Tuesday, May 22, 2018

5/19 Tarbert & Ferry to Islay

I was happy to be in Scotland again.  Once I left Arrochar and got onto the scenic roads, I ended up feeling a lot more relaxed--a lot fewer cars on the road and drivers did not seem to be so aggressive.  Also, love the mountains!

Still some snow on this one.  Scotland is not high, but it is far enough north to get a little snow and have it stick.




I am now driving along Loch Fyne.  Loch Fyne oysters are airlifted and sold all over the world, including the U.S.  I stopped for a Coke and a snack.  Plus, they have the only bathrooms around!

Almost to the ferry. 



Oh, oh!  There goes the ferry.  I missed the boat again.  I was in Scotland in 2008 and had a flat tire on the way to this very same ferry, so missed it and had to take a later one. This time, I barely made it to the boat for the 1:00 pm sailing, but I had not made a reservation and they were full anywhere, just closing the doors as I got there. 

OK, next ferry is not until 6:00 pm, so made a reservation and then headed back to the nearest town, Tarbert, to walk around and get lunch. 

This is Tarbert.  Like most of the villages around here, it is built around a fishing port.  Some little shops, a few restaurants, and a few small hotels. 



Back to the ferry, with my reservation this time!


They load the small cars onto this ramp, and then when full, they hit some buttons and crank the "mezzanine" level so they can stuff more small cars underneath.  These must be mammoth hydraulic jacks as they are lifing at least 30 cars. 
 
 Two floors of lounges, cafes, bars, and whatever on board,  They have snacks, but also meals available, so I got in line for dinner since I knew it would be after 8 pm when I got to Islay.

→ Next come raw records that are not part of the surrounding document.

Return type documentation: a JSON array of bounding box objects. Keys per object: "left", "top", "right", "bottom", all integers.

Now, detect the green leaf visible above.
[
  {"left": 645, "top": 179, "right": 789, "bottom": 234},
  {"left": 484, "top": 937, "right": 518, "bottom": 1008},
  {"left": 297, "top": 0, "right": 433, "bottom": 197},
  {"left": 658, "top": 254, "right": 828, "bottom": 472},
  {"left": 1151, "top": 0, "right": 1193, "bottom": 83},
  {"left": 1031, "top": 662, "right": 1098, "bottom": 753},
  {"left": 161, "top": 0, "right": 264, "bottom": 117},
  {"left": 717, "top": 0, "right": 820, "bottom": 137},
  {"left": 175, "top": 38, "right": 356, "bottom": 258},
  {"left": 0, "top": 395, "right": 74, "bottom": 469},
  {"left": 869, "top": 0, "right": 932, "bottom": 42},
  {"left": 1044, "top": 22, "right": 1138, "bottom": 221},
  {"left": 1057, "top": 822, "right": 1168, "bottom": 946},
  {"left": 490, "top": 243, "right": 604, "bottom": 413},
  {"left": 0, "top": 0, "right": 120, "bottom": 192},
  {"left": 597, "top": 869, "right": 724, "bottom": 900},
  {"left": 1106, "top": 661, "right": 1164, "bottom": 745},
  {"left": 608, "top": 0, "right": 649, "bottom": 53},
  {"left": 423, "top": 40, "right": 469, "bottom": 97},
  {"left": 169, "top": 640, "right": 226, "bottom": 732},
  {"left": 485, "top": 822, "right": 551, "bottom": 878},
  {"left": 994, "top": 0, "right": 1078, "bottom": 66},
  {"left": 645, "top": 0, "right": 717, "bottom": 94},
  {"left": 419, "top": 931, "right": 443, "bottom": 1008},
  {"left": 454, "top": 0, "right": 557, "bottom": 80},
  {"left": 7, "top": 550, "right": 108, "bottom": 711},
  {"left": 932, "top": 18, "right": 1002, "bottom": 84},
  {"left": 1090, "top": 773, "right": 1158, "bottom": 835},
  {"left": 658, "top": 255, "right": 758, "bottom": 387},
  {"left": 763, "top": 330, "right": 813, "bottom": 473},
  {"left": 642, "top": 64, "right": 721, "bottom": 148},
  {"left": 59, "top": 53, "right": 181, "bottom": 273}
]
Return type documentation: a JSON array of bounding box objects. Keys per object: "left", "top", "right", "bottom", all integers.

Cold and rainy, but glad to be on Islay.  B&B is about 10 miles away.  Funny thing about this island is that you can tell when the ferry has landed by the rows of cars heading on one of the three roads heading away from the dock.



I had very directions to the B&B, but I had talked to the owner by phone earlier in the day to tell her I would be late.  (B&B owners usually want to know when you will be arriving so they can greet you.)  But she had said she would leave me a note and to just come in and I would find my room.  OK....

There was a large rock along the road that had the name of the place on it and an arrow that pointed up this lane.


Except no one was home.  Really weird. 
 
So, I parked, door was unlocked, found the note and headed up to Room 3.  Key was in the lock, so I made myself at home, but it still felt really strange to go to a strange place, walk in the door, and unpack!  Peeked into the breakfast room.  Looked nice.

This place has six rooms to let, and this one was mine.  Good view out of the big windows over the farms, fields of sheep, and the large bay that this island wraps around.  View from bathroom to more farms and more sheep and cattle.


The owner, Vivian, did come home a few hours later, but in the meantime, I headed down to get something and welcomed a couple of confused German men, who also were not really sure they should be coming into this strange's house.  I told them I was just a guest, but was told to come in and make myself at home, also.